Sent from my Nexus 7 using Tapatalk


----------



## TheaterEd (Jun 12, 2014)

It's not like we'll ever hear their speeches anyways. All the tech awards are relegated to the commercial breaks with other inconsequential awards like LIFETIME ACHIEVEMENT!


----------



## Jay Ashworth (Jun 13, 2014)

More: m.prosoundnetwork.com/article/tony-awards-kill-sound-design-categories/17868

Sent from my SPH-L720


----------



## rochem (Jun 18, 2014)

Footer said:


> Eh. Who cares. If you really want to get into it they should open it up to all LORT A theaters instead of a 6 block radius on a tiny island. Does anyone here actually care?



Forgive me, but this is a terrible attitude to have. Yes, the Tonys are nothing more than a really expensive commercial for the shows in that 6 block radius. We all know this, and it's the same as every other highly publicized awards show out there. Major awards and nominations are decided as much by politics as they are by merit. This is not to say that the people casting their Tony votes are dishonest - rather, since every award the Tonys recognizes is subjective, there's no possible way to objectively identify the "best" of a group without being subconsciously biased by external factors.

However, this doesn't make the removal of a Tony for a design category any less alarming. How would you feel if a large group of your peers got together and decided that the art form that you had dedicated your life to, and probably earned multiple degrees in, wasn't really art after all? Your post reflects an extremely narrow-minded and insensitive view of the issue, one that ignores the long-term effects that a decision like this will have - effects like lower pay for Sound Designers, smaller resources and budgets, and a lack of inclusion into the design process, where Sound Designers are already fighting for a seat at the table. And if you think this decision won't affect theatres at the LORT level, you're very much mistaken. 

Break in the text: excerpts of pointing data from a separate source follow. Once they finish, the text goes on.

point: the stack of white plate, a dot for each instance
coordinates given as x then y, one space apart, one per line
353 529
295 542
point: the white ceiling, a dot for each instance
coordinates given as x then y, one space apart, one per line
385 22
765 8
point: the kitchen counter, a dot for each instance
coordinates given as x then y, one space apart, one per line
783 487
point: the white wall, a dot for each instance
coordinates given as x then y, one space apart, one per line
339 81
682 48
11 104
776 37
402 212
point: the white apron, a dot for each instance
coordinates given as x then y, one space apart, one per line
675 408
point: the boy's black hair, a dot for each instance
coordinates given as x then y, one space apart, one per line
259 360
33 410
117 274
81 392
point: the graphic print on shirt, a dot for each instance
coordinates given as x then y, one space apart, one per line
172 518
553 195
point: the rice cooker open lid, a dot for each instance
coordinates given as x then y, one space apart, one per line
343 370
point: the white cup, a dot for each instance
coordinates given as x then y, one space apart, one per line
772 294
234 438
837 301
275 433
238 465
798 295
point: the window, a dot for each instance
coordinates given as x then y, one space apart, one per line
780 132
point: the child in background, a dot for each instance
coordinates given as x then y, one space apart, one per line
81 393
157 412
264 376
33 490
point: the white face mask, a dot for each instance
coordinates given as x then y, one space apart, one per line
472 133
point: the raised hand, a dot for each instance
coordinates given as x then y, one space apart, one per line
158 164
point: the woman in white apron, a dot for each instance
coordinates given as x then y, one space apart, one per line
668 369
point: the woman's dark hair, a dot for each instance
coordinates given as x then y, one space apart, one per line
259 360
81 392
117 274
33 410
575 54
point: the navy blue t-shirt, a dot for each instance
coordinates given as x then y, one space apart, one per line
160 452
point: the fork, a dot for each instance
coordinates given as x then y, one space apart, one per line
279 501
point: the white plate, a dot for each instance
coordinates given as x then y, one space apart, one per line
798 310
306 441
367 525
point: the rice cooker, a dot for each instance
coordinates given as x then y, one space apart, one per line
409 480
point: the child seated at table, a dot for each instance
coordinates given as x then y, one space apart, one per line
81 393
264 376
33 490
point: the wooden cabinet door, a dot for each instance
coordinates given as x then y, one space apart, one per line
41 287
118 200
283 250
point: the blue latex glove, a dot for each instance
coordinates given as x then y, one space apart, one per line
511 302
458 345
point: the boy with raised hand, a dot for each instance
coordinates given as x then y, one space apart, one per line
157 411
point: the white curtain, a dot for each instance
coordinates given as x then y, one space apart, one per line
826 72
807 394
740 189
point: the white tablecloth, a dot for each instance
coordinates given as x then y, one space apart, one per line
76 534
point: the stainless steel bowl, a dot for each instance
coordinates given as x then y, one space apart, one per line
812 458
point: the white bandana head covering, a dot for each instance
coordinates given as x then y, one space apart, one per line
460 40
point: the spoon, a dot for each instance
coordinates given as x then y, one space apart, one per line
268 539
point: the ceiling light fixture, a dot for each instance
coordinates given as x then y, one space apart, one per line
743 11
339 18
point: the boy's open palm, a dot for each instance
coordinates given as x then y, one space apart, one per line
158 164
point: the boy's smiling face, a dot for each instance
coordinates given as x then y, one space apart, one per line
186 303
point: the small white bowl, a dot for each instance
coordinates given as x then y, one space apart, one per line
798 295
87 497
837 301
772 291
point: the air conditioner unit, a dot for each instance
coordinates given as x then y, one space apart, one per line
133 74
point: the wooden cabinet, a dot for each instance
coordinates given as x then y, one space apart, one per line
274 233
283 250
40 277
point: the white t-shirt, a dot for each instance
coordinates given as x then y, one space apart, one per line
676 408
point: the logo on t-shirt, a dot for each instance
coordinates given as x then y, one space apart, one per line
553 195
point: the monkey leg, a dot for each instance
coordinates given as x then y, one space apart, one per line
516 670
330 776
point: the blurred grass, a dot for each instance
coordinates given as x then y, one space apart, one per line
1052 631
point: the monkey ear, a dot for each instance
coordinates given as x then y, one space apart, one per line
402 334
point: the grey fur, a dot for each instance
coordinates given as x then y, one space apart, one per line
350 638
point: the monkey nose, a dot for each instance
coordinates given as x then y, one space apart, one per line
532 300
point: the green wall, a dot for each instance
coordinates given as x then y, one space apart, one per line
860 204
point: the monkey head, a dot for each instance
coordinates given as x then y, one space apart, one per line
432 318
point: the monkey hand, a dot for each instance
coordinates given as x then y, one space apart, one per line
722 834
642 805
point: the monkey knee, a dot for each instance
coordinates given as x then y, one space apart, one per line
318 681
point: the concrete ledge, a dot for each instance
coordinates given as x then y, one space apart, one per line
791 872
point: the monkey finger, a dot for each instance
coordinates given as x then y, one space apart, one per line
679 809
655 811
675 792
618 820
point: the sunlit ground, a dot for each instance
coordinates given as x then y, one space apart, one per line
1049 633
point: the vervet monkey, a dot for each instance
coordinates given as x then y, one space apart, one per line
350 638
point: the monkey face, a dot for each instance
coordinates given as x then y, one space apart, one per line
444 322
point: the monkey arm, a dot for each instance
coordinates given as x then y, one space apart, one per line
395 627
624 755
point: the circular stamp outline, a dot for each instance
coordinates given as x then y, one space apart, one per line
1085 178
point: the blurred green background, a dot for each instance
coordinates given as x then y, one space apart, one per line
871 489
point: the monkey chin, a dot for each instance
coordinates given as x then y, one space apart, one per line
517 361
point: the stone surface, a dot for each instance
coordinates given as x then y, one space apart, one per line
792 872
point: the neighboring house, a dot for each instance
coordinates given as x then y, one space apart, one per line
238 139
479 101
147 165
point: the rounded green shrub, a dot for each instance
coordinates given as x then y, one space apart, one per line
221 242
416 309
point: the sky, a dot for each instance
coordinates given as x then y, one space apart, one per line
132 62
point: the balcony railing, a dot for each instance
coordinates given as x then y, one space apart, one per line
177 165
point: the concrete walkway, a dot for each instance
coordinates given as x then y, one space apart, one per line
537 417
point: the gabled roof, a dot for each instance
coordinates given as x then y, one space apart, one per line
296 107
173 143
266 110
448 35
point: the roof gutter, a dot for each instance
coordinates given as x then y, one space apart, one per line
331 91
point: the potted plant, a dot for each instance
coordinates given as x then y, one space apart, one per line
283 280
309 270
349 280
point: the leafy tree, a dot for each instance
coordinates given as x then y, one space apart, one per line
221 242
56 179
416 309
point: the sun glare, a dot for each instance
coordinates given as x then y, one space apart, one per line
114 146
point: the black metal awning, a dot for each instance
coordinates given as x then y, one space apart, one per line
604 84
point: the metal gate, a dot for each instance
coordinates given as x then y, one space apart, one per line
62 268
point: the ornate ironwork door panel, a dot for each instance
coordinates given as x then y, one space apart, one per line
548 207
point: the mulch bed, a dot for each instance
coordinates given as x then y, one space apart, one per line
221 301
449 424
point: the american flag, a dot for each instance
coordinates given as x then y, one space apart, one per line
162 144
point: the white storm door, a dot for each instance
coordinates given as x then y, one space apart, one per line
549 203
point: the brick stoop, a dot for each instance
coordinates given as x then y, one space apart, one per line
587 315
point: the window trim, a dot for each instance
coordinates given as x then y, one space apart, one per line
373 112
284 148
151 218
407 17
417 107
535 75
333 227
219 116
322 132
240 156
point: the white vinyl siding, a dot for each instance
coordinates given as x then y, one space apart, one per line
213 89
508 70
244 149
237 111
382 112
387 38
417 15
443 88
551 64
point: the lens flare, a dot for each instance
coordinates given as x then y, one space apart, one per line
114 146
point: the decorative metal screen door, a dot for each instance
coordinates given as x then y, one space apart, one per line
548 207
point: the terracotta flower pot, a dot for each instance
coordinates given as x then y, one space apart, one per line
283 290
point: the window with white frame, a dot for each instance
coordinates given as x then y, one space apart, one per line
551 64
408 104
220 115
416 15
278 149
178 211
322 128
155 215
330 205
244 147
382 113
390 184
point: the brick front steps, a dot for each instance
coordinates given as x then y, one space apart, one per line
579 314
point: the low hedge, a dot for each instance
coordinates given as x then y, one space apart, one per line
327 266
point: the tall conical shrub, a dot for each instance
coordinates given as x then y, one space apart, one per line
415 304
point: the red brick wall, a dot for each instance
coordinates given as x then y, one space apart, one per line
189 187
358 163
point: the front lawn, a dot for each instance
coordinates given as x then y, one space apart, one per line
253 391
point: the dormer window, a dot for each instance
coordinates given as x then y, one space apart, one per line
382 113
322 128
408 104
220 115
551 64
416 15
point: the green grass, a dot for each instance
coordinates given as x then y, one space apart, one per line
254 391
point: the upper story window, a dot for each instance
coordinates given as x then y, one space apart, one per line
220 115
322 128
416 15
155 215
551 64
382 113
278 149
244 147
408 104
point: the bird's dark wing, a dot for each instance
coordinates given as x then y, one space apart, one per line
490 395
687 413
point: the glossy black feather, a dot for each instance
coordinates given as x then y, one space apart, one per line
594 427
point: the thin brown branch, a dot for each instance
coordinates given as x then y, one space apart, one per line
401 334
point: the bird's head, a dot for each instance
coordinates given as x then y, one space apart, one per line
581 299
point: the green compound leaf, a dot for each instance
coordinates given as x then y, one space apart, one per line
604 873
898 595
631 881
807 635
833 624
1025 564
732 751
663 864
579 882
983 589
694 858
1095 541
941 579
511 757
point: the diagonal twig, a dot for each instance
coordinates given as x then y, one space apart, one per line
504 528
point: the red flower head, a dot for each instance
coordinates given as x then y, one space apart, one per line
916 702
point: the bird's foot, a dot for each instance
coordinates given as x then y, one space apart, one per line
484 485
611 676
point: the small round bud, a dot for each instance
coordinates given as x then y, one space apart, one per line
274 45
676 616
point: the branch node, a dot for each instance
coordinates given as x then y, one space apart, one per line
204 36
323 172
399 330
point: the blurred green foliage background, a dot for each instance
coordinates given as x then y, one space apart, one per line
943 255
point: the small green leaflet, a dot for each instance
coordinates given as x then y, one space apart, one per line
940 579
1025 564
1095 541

I am not a designer at all, but I have the pleasure of knowing lots of Sound Designers - many who have earned or were eligible for Tony nominations - who now face the possibilities of lowering design fees, less respect from their fellow theatre artists, and having to explain to their kids why Daddy's job isn't as important as the other jobs. In the grand scheme of things, Tony awards don't mean much. But to an individual desperately trying to make it in the industry, even a nomination can be a huge career stepping stone - one that they no longer have access to.


----------



## Footer (Jun 18, 2014)

rochem said:


> Forgive me, but this is a terrible attitude to have. Yes, the Tonys are nothing more than a really expensive commercial for the shows in that 6 block radius. We all know this, and it's the same as every other highly publicized awards show out there. Major awards and nominations are decided as much by politics as they are by merit. This is not to say that the people casting their Tony votes are dishonest - rather, since every award the Tonys recognizes is subjective, there's no possible way to objectively identify the "best" of a group without being subconsciously biased by external factors.
> 
> However, this doesn't make the removal of a Tony for a design category any less alarming. How would you feel if a large group of your peers got together and decided that the art form that you had dedicated your life to, and probably earned multiple degrees in, wasn't really art after all? Your post reflects an extremely narrow-minded and insensitive view of the issue, one that ignores the long-term effects that a decision like this will have - effects like lower pay for Sound Designers, smaller resources and budgets, and a lack of inclusion into the design process, where Sound Designers are already fighting for a seat at the table. And if you think this decision won't affect theatres at the LORT level, you're very much mistaken.
> 
> I am not a designer at all, but I have the pleasure of knowing lots of Sound Designers - many who have earned or were eligible for Tony nominations - who now face the possibilities of lowering design fees, less respect from their fellow theatre artists, and having to explain to their kids why Daddy's job isn't as important as the other jobs. In the grand scheme of things, Tony awards don't mean much. But to an individual desperately trying to make it in the industry, even a nomination can be a huge career stepping stone - one that they no longer have access to.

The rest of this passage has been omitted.